Rift seen in S. Korean and US intelligence sharing

Seoul is protective of defectors like Hwang Jang Yop, who failed to show at a public event Tuesday.

The once-comfortable relationship between South Korean and American intelligence agencies has broken down as the South attempts to shake off its dependence on US support, according to intelligence analysts here.

Although US military intelligence officers remain on cordial working terms at the Ministry of National Defense, analysts say the Central Intelligence Agency is frustrated in its attempts to obtain information on North Korea - including access to defectors - from the South's National Intelligence Service.

Just this week, North Korea's top defector, Hwang Jang Yop, failed to appear at a press conference here to address recent death threats against him, after having said he would attend "at the risk of his life," said one of the conference organizers. Since he did not call to cancel, the organizer assumed he was forced to stay away. Defectors have had to keep a low-profile in South Korea, partly due to the protectiveness of South Korean officials concerned with offending the North and giving ammunition to US hawks.

Intelligence analysts trace the difficulty to the previous presidency of Kim Dae Jung, who sharply changed the government's outlook by pursuing his Sunshine Policy of reconciliation with North Korea.

"In the 1980s and 1990s, Koreans had some complaints about the US attitude after the launching of [a] US spy satellite," said Hajime Izumi, director of Korean Studies at the University of Shizuoka in Japan. "Now it is the Koreans who are reluctant to share. They don't provide everything. Such a new attitude took place during the Kim Dae Jung period."

While the US has high-tech abilities to monitor North Korea, South Korea has a strength in human intelligence gleaned from defectors. Fast, complete access to defectors is vital, say analysts, in light of how little the CIA knows about the extent of Pyongyang's nuclear programs at the heart of six-nation negotiations.

US officials don't comment on intelligence lapses, but the CIA has admitted for years that it can only estimate that North Korea probably has built one or two nuclear warheads. The estimate has grown more uncertain since early last year, when the North restarted its reactor at Yongbyon. The agency knows far less about the regime's uranium enrichment program.

"In the long history of the American and Korean CIAs," said Lee Ki Tak, a professor of international relations at Yonsei University, "the starting trouble" was the case of Mr. Hwang, who was a North Korean party secretary before defecting seven years ago.

Hwang and a top aide who defected with him arrived in Seoul from Beijing, where they had sought refuge in the South Korean Embassy, several months before Kim Dae Jung's election in December 1997. Although the government was conservative until Kim's inauguration in February 1998, CIA officials had to wait several months before getting to see Hwang, and they never had the steady access they would have liked.

Then, when a North Korean officer in charge of a missile unit and a former senior official at North Korea's Nuclear Research Institute came to South Korea last year, said Mr. Lee, "our government hid them in a rural area."

One exception may have been a report from a North Korean defector three years ago that the regime had been pursuing a centrifuge enrichment program needed to process highly enriched uranium for the core of nuclear warheads.

Even so, the information was far from complete.

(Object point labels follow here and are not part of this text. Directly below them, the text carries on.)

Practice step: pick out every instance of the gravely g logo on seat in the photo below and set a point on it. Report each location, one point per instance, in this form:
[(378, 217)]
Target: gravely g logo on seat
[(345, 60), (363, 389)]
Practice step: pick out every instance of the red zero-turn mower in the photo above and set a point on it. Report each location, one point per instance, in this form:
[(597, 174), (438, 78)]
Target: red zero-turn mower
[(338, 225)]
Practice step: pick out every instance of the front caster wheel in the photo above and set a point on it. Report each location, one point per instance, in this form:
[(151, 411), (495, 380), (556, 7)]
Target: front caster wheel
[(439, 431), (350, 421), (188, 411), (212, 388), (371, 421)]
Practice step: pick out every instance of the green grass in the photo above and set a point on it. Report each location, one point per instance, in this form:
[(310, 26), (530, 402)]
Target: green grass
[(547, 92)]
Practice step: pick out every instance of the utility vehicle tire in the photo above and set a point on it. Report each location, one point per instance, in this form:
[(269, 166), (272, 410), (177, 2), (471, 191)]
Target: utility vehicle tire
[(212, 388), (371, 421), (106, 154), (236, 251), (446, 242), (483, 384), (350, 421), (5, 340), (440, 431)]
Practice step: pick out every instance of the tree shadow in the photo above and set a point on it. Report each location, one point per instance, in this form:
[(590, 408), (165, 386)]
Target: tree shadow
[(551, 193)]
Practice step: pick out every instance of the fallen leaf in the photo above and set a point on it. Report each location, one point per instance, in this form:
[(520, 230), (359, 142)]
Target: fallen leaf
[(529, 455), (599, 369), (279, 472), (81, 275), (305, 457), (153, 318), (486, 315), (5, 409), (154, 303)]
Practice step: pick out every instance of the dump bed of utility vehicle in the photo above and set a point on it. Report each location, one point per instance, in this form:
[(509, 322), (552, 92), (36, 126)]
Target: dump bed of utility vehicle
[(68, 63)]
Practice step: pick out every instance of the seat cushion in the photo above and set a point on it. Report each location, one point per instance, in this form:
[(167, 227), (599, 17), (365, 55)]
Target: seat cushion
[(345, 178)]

"The location of the production plant and related facilities were apparently not identified," said a study issued by the International Institute for Strategic Studies in London. The word of the defector, whose identity has never been revealed, corroborated reports that US intelligence had already received from Pakistani sources as well as from contacts familiar with North Korean procurement efforts in Japan and Germany.

Now South Korean officials question privately whether they should have gone as far as they did in supporting US intelligence aims.

The word of the defector was one element that led US analysts to conclude in July 2002 that North Korea had a uranium enrichment program entirely separate from the program at the Yongbyon facility that was shut down under the 1994 Agreed Framework. Four months later, armed with this information, James Kelly, US assistant secretary of State for East Asia and the Pacific, confronted North Korean officials in Pyongyang with the facts, detonating a chain reaction that blew apart the agreement and led to the current standoff.

Behind an appearance of cooperation with the US in negotiations, South Korean officials have repeatedly expressed concern about the danger of the "hard-line" US response. They question whether the uranium program has gone far and warn there's no way, short of war, of uncovering all the sites, a number which are hidden in caves scattered throughout the North.

As a result, information may be harder to come by than ever.

"There was always a lag time with defectors," said Gary Samore, principal editor of the IISS report. "Eventually we got access, but there was some unhappiness when we didn't get to debrief defectors."

Park Young Ho, a senior researcher at the Korea Institute of National Unification, affiliated with the government, also perceived disagreement in analyzing the information. One reason for the difference may be that ready access to defectors gives South Korean analysts a better sense of the validity of what they are told.

"The US and South Korea have differences in interpreting intelligence," said Mr. Park. "While the US has the advantage in gathering scientific intelligence from satellites, South Korea has the advantage in gathering human intelligence. Both countries should share."